Optimal results for differentiation and gene expression in NSCs by HDAC2 and HDAC3 siRNAs were titrated to knockdowns in the range of 50%–75%. Higher efficiency resulted in increased cell death along with previous observations, and lower efficiency yielded less significant results.

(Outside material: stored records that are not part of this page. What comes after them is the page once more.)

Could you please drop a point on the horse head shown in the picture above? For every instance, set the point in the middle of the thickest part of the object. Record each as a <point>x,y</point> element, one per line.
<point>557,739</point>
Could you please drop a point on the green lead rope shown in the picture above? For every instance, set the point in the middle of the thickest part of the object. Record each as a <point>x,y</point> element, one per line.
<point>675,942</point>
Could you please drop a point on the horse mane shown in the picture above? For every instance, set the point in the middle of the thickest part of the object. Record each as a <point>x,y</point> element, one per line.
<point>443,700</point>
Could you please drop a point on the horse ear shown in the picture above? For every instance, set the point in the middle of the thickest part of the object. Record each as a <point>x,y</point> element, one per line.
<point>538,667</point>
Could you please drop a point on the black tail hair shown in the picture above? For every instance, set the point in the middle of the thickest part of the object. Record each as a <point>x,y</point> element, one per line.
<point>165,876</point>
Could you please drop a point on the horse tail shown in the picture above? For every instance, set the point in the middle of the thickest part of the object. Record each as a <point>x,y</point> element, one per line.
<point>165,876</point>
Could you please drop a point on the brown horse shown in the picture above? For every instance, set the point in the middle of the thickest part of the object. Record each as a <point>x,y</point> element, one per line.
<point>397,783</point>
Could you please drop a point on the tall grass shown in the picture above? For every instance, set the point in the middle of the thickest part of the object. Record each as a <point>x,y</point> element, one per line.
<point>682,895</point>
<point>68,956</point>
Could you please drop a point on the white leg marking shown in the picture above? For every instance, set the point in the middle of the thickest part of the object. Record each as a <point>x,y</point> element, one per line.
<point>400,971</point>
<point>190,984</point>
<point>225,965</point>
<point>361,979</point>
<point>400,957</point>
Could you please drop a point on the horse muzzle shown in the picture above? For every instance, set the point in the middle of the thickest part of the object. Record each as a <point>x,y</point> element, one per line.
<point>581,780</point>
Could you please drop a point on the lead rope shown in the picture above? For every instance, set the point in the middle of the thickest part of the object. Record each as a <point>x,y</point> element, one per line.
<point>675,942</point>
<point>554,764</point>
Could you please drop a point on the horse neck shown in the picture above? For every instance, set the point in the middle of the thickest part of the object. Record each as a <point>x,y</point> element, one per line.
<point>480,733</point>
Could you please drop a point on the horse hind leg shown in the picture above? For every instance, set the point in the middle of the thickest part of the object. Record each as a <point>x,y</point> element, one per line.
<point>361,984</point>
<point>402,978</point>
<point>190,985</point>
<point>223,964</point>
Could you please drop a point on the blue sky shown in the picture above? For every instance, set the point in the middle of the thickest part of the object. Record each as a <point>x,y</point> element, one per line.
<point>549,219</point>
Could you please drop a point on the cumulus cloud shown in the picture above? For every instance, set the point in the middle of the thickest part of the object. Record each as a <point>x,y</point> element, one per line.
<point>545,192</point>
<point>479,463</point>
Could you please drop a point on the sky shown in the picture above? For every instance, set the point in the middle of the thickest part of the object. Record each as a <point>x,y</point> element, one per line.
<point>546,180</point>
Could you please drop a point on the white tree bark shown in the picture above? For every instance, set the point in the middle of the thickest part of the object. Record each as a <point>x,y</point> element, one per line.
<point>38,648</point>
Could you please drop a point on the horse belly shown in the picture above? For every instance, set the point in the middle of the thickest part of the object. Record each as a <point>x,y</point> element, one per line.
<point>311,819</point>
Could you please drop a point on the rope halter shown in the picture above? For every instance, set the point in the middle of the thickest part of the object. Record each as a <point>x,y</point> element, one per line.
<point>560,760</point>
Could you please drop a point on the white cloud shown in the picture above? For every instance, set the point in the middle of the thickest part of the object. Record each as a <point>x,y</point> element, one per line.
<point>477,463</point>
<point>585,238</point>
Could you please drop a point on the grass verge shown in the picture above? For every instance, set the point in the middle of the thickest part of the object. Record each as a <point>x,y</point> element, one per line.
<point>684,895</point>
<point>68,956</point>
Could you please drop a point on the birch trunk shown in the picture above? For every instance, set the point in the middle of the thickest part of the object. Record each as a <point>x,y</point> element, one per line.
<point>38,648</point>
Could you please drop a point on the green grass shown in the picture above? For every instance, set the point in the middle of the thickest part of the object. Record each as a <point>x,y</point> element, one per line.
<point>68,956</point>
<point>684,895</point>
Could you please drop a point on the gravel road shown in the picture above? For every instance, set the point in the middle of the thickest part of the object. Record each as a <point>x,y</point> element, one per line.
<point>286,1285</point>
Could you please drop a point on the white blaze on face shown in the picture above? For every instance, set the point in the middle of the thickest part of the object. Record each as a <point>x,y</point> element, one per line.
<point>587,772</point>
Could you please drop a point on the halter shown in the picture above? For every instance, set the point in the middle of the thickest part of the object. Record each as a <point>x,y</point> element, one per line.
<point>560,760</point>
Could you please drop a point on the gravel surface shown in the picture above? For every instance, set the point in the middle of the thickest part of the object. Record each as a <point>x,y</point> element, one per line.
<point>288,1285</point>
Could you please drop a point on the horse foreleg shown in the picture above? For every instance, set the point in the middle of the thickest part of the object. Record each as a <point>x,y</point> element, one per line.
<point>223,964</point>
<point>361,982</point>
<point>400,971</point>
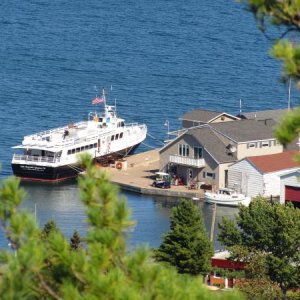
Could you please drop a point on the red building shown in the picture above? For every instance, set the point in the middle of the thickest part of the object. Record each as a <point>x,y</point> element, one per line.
<point>220,261</point>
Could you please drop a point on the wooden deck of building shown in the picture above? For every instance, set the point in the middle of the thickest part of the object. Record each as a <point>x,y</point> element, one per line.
<point>139,174</point>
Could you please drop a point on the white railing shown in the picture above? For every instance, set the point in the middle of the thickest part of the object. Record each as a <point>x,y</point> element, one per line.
<point>187,161</point>
<point>47,159</point>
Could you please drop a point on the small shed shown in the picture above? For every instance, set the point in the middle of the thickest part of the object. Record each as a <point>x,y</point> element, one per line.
<point>290,187</point>
<point>260,175</point>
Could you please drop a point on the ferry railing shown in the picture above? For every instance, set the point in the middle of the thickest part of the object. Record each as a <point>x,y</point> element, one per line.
<point>33,158</point>
<point>70,141</point>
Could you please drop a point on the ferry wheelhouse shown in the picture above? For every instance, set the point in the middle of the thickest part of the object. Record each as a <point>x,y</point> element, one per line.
<point>53,155</point>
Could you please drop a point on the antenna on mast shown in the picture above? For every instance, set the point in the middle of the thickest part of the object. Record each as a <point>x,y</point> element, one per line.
<point>103,96</point>
<point>289,93</point>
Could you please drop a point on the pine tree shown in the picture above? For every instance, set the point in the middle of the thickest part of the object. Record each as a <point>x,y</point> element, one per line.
<point>75,241</point>
<point>49,269</point>
<point>267,237</point>
<point>186,246</point>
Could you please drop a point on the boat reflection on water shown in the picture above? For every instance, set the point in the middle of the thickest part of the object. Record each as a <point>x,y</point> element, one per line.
<point>61,202</point>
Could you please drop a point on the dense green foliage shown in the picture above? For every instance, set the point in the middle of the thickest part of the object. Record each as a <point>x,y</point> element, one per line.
<point>75,241</point>
<point>268,238</point>
<point>43,265</point>
<point>186,246</point>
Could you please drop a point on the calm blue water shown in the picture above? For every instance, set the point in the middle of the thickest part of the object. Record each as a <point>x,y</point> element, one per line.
<point>162,58</point>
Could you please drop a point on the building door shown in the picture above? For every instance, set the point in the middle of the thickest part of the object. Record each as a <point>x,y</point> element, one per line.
<point>292,193</point>
<point>226,178</point>
<point>190,175</point>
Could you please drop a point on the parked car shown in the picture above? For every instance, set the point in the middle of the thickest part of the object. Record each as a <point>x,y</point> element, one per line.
<point>163,180</point>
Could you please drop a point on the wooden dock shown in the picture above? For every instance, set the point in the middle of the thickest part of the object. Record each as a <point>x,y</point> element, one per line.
<point>139,174</point>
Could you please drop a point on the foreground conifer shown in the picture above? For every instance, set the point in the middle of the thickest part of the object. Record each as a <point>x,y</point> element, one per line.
<point>48,268</point>
<point>186,246</point>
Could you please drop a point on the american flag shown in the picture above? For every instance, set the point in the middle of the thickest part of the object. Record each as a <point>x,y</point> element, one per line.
<point>97,100</point>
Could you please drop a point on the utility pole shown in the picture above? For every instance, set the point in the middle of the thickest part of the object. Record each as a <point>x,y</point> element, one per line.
<point>213,221</point>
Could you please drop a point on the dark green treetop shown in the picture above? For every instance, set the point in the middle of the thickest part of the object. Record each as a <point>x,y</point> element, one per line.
<point>48,268</point>
<point>270,235</point>
<point>186,246</point>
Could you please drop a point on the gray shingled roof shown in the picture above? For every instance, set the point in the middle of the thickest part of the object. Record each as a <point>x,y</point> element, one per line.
<point>244,130</point>
<point>274,114</point>
<point>200,115</point>
<point>212,143</point>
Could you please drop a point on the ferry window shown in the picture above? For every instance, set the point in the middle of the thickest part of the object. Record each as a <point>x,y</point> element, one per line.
<point>197,152</point>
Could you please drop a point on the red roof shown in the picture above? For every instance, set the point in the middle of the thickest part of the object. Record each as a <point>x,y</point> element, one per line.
<point>227,264</point>
<point>275,162</point>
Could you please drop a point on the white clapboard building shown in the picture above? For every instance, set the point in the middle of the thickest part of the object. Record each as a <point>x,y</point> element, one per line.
<point>260,175</point>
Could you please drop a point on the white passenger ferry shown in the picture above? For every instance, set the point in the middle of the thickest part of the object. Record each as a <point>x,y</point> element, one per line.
<point>53,155</point>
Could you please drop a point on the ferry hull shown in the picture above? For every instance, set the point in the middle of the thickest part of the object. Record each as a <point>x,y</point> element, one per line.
<point>43,173</point>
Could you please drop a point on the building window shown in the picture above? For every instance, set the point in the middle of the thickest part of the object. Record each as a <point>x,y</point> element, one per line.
<point>265,144</point>
<point>197,152</point>
<point>251,145</point>
<point>209,175</point>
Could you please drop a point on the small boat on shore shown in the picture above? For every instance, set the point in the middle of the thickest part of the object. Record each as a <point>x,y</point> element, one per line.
<point>53,155</point>
<point>226,196</point>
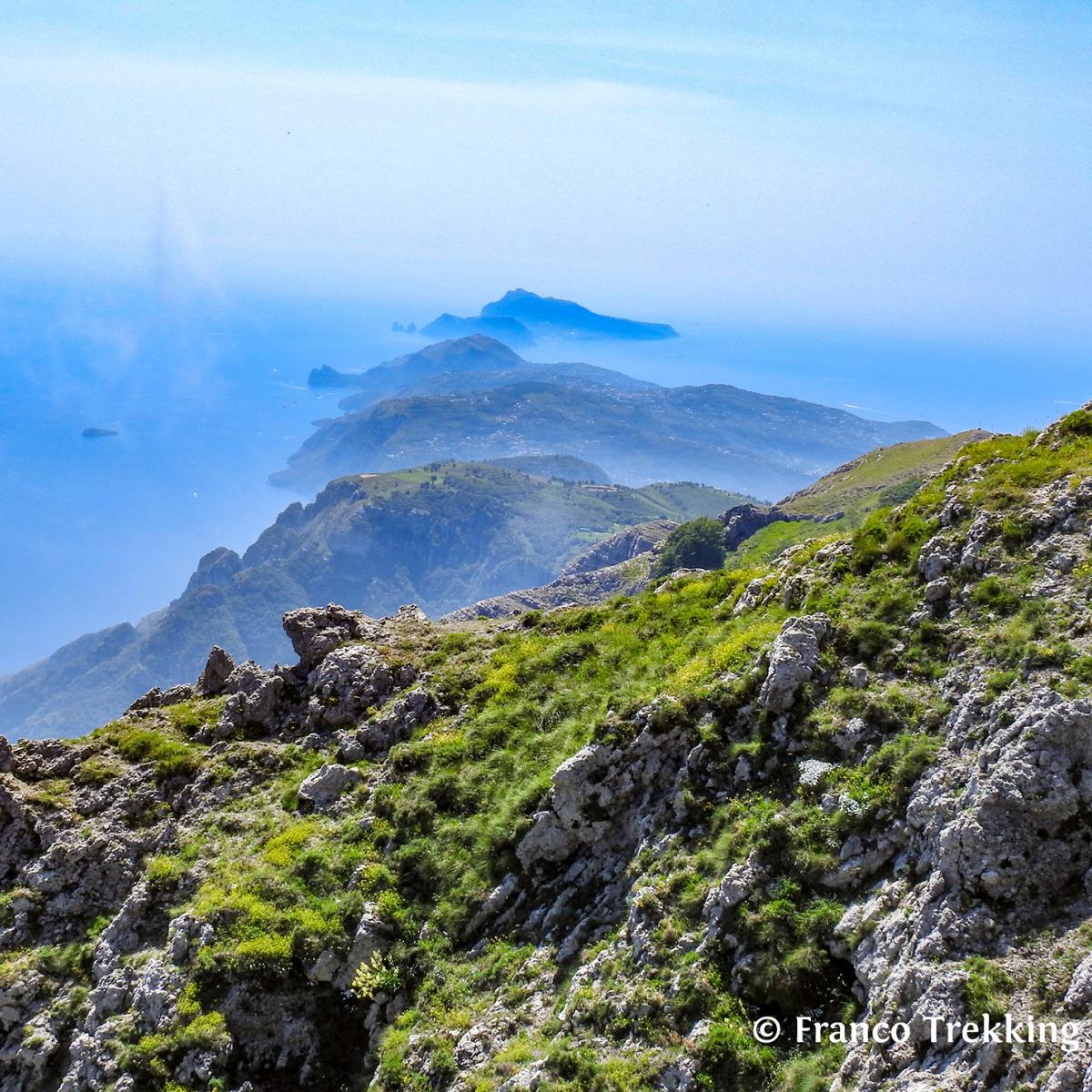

Chromatin Immunoprecipitation and qPCR

ChIP-IT Express (Active Motif) was used according to the supplier’s recommendations. Cells were crosslinked using 1% formaldehyde for 10 min. Cells were rinsed twice with cold PBS, collected by scraping and pelleted at 2,000 rpm for 4 min at 4°C. Frozen pelleted cells were resuspended in lysis buffer and centrifuged for 10 min at 4°C, and the pelleted nuclei were resuspended in the shearing buffer. Chromatin was then sonicated using a Bioruptor 200 (Diagenode) at high frequency, 0.5 min/0.5min, for 12 min. Sonicated chromatin was analyzed in a 3% agarose gel to confirm efficient sonication. Input was collected for further analysis. Five micrograms of chromatin was incubated for 1 hr at 4°C with protein G magnetic beads and then immunoprecipitated overnight at 4°C with the following antibodies: α-H3K9ac (07-352; Upstate, 5 μl), α-H3K14ac (06-911; Upstate, 5 μl), α-H4K16ac (07-329; Upstate, 5 μl), α-HDAC2 (sc-7899x; Santa Cruz, 5 μg), α-HDAC3 (sc-11417x; Santa Cruz, 5 μg), α-SOX2 (sc-17320x; Santa Cruz, 1 μg), RNA polymerase II (Active Motif, positive control for ChIP-IT Express, 2 μg), Histone H3 (Abcam, ab1791, 2 μg), rabbit IgG (Active Motif, negative control, 2 μg; Santa Cruz, sc-2027, 1 μg), and goat IgG (Santa Cruz, sc-2028, 1 μg). After three washes with ChIP buffer 1 and two washes with ChIP buffer 2, the IP DNA was reverse crosslinked and resuspended in a final volume of 130 μl. Purified DNA and 1% input were analyzed by qPCR, using 5-fold dilutions of the input for standard curves and triplicates per sample. When primer dimers were detected, the relative quantity for the specific sample was considered to be zero. As the standard curve method was used, potential differences in primer efficiency were taken in account and occupancy in different regulatory regions could be compared for a specific antibody.

RNA Profiling

RNA profiling was performed as previously described (Jepsen et al., 2007); for details see Supplemental Information.

Statistical Analysis

Statistical analysis and graphs were performed using the software Prism 4 (Graph Pad). When comparing to a hypothetical control value (100%), one sample t test was used. When two groups were compared, statistical analysis was performed using two-tailed unpaired t test. When comparing three or more groups, one-way ANOVA analysis of variance with Bonferroni’s multiple comparison test was used. Comparisons were performed between all treatments, unless stated otherwise. The threshold value for statistical significance (α value) was set at 0.05 (∗p < 0.05). In all graphs, results are expressed as mean ± SEM. The “n” in the figure legends represents the number of independent experiments.